Source: Dominion Virginia Power 

Virginia Gov. Bob McDonnell joined Dominion Virginia Power (NYSE: D) executives and local officials Friday to dedicate the Bear Garden Power Station, calling the new natural gas-fired station, "an environmentally friendly and economically important" asset for the commonwealth. 

The governor was one of nearly 100 people who turned out for the formal ribbon-cutting opening of the 580-megawatt, combined-cycle power station in Buckingham County. 

"Bear Garden symbolizes more than just electricity to power our homes and businesses," McDonnell said. "It is jobs and tax dollars for the local region, and it is an important economic development asset. It means that Virginia will meet our growth in energy demand with new clean, affordable and reliable generation projects, and assurance is critical to attracting new businesses and industries to the state." 

The power station, which began serving Dominion's customer on May 23, produces enough electricity to power 147,500 homes. Construction on the $619-million station began in April 2009. More than 700 workers were on site at the peak of construction. The station will have 24 permanent jobs and provide more than $1 million annually in taxes to Buckingham County. 

"Bear Garden is the first of several planned additions to our generating fleet to come on-line as a part of our 'Powering Virginia' strategy," said David A. Christian, chief executive officer of Dominion Generation. "Virginia remains a growing state. Our obligation is to meet our customers' demand for electricity at reasonable cost." 

Dominion's "Powering Virginia" strategy is designed to ensure continuation of reliable service to the company's 2.3 million Virginia electric customers while meeting projected demand growth of 4,500 megawatts by 2021. The strategy includes adding a mix of new generation sources and energy efficiency programs, and upgrading and expanding the transmission and distribution network to minimize fuel expenses while improving reliability. 

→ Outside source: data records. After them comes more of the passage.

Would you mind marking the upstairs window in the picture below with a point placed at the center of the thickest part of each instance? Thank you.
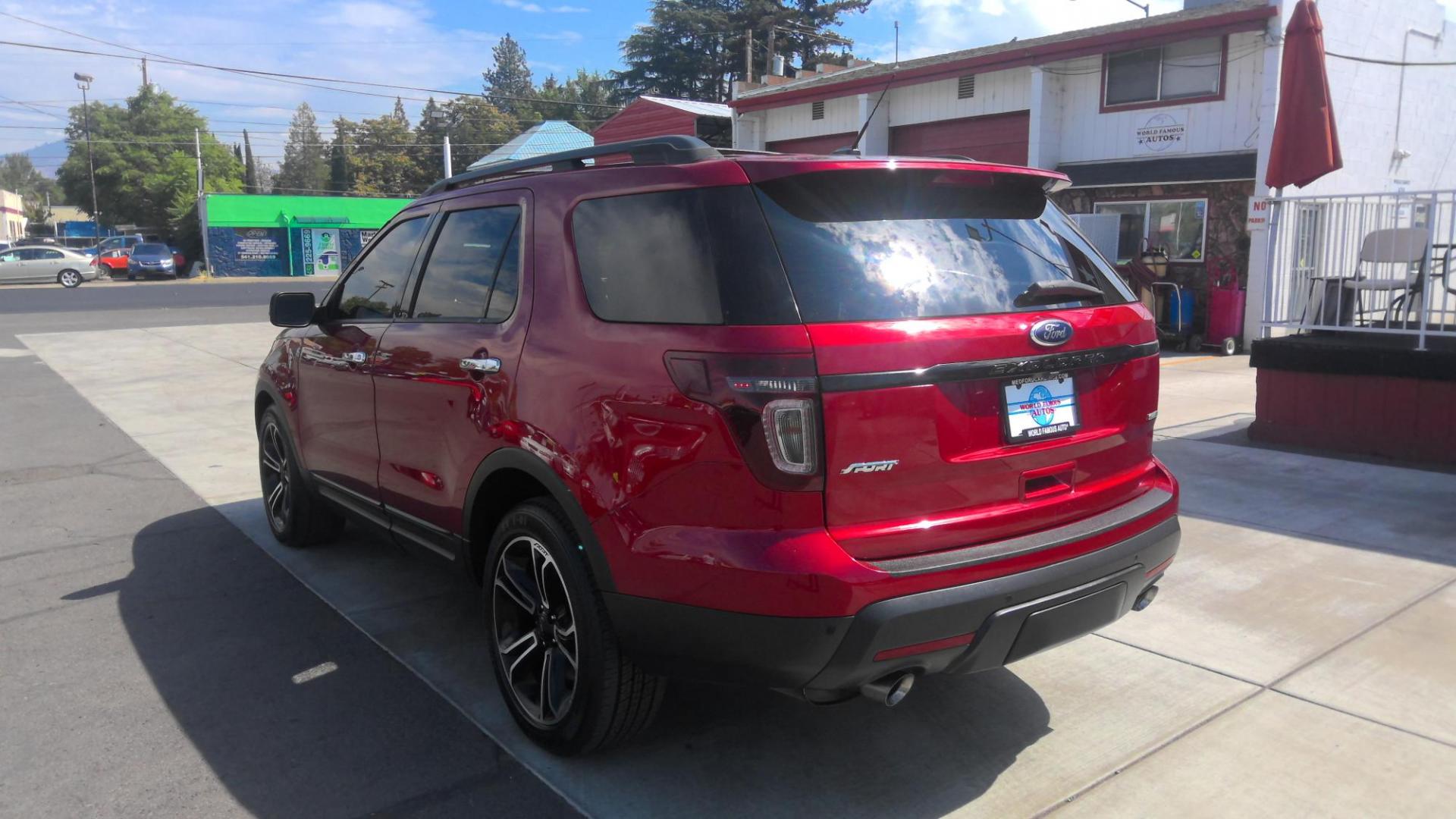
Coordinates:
(1180, 71)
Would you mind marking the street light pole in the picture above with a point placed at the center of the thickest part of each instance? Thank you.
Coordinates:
(83, 82)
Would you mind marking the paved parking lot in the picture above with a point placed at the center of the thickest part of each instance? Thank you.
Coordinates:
(1301, 657)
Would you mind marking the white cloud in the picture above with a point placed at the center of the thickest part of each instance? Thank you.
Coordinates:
(395, 41)
(538, 9)
(951, 25)
(560, 37)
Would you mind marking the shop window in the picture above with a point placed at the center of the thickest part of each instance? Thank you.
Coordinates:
(1180, 71)
(1180, 226)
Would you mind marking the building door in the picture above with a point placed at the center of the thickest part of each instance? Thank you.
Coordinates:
(335, 372)
(814, 145)
(444, 372)
(998, 137)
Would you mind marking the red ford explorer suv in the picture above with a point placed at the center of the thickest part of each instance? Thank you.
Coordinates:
(823, 425)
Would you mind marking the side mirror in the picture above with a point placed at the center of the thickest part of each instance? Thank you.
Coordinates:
(291, 309)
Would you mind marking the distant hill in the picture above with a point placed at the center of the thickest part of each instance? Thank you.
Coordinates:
(49, 158)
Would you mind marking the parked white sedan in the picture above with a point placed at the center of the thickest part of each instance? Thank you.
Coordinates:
(31, 265)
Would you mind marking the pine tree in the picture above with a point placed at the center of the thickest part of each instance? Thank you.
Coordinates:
(693, 49)
(476, 129)
(305, 165)
(249, 167)
(510, 77)
(341, 165)
(430, 136)
(585, 88)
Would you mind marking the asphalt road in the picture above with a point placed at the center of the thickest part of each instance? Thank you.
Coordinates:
(156, 662)
(150, 295)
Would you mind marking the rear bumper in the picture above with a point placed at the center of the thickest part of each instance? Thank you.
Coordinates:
(1011, 618)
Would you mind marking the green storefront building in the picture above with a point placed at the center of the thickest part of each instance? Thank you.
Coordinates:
(267, 235)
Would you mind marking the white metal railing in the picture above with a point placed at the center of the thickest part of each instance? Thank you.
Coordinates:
(1363, 264)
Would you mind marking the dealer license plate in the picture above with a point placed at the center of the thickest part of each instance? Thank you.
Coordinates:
(1040, 407)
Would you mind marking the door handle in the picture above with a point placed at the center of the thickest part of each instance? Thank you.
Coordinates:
(481, 365)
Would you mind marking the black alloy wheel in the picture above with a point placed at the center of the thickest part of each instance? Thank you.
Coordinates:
(296, 516)
(555, 654)
(535, 632)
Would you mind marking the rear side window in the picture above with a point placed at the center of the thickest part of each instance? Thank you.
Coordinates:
(373, 289)
(884, 245)
(701, 256)
(465, 261)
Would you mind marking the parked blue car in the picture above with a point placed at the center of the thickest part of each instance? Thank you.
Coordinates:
(150, 259)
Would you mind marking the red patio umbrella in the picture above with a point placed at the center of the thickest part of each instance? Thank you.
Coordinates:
(1305, 142)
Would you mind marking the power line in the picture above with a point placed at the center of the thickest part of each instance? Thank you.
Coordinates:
(277, 76)
(1385, 61)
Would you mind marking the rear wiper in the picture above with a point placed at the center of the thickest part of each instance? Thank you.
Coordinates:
(1057, 292)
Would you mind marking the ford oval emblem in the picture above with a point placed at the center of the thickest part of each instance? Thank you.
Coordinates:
(1052, 333)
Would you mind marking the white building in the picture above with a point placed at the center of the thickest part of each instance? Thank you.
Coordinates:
(1165, 121)
(12, 218)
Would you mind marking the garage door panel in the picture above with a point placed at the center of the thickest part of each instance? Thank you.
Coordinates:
(999, 137)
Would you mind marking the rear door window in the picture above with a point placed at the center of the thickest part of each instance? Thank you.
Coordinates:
(884, 245)
(465, 261)
(701, 256)
(373, 287)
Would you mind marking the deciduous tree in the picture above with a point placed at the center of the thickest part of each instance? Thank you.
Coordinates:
(146, 168)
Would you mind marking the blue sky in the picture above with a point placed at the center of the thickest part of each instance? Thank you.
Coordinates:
(419, 42)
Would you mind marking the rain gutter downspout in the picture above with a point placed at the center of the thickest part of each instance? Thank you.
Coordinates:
(1400, 93)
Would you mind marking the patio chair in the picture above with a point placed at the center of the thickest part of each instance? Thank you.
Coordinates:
(1392, 245)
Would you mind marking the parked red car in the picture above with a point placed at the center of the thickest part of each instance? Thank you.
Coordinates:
(823, 425)
(114, 261)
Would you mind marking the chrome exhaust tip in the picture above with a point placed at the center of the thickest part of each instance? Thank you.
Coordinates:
(890, 689)
(1145, 599)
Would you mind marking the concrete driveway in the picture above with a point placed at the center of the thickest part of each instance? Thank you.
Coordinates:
(1301, 657)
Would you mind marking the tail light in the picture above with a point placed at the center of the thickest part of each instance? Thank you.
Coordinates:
(770, 404)
(792, 435)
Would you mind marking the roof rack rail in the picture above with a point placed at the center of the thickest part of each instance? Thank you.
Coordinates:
(673, 149)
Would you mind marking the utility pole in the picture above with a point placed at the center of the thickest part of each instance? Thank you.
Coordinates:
(197, 145)
(83, 82)
(747, 55)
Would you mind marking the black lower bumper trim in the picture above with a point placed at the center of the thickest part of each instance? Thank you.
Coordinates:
(1012, 617)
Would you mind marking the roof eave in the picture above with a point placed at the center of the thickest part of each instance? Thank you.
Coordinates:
(1232, 22)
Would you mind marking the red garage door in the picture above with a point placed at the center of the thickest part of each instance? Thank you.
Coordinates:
(813, 145)
(999, 137)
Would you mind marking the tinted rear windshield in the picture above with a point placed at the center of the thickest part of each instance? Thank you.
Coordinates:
(699, 256)
(842, 245)
(883, 245)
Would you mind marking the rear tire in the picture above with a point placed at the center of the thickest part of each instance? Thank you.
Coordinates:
(552, 648)
(296, 516)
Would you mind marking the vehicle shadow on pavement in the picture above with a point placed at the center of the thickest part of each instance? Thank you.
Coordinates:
(294, 710)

Future generation projects the company is developing include:
• The 585-megawatt Virginia City Hybrid Energy Center in Wise County Virginia. The station will be powered by a mixture of coal and biomass and is scheduled to be completed by the summer of 2012.

• Warrren County Power Station, an approximately 1,300-megawatt natural gas-fired, combined-cycle power station, near Front Royal. The company currently is seeking State Corporation Commission approval for the station and, if approved, plans to have it in operation by late 2014.

• Repowering Bremo Power Station in Fluvanna County, converting it from a coal-fired station to one operating with natural gas.

• Converting three small power stations in Hopewell, Southampton and Altavista from coal to biomass, creating more than 150 megawatts of renewable energy.

• A 4-megawatt solar project in Halifax County.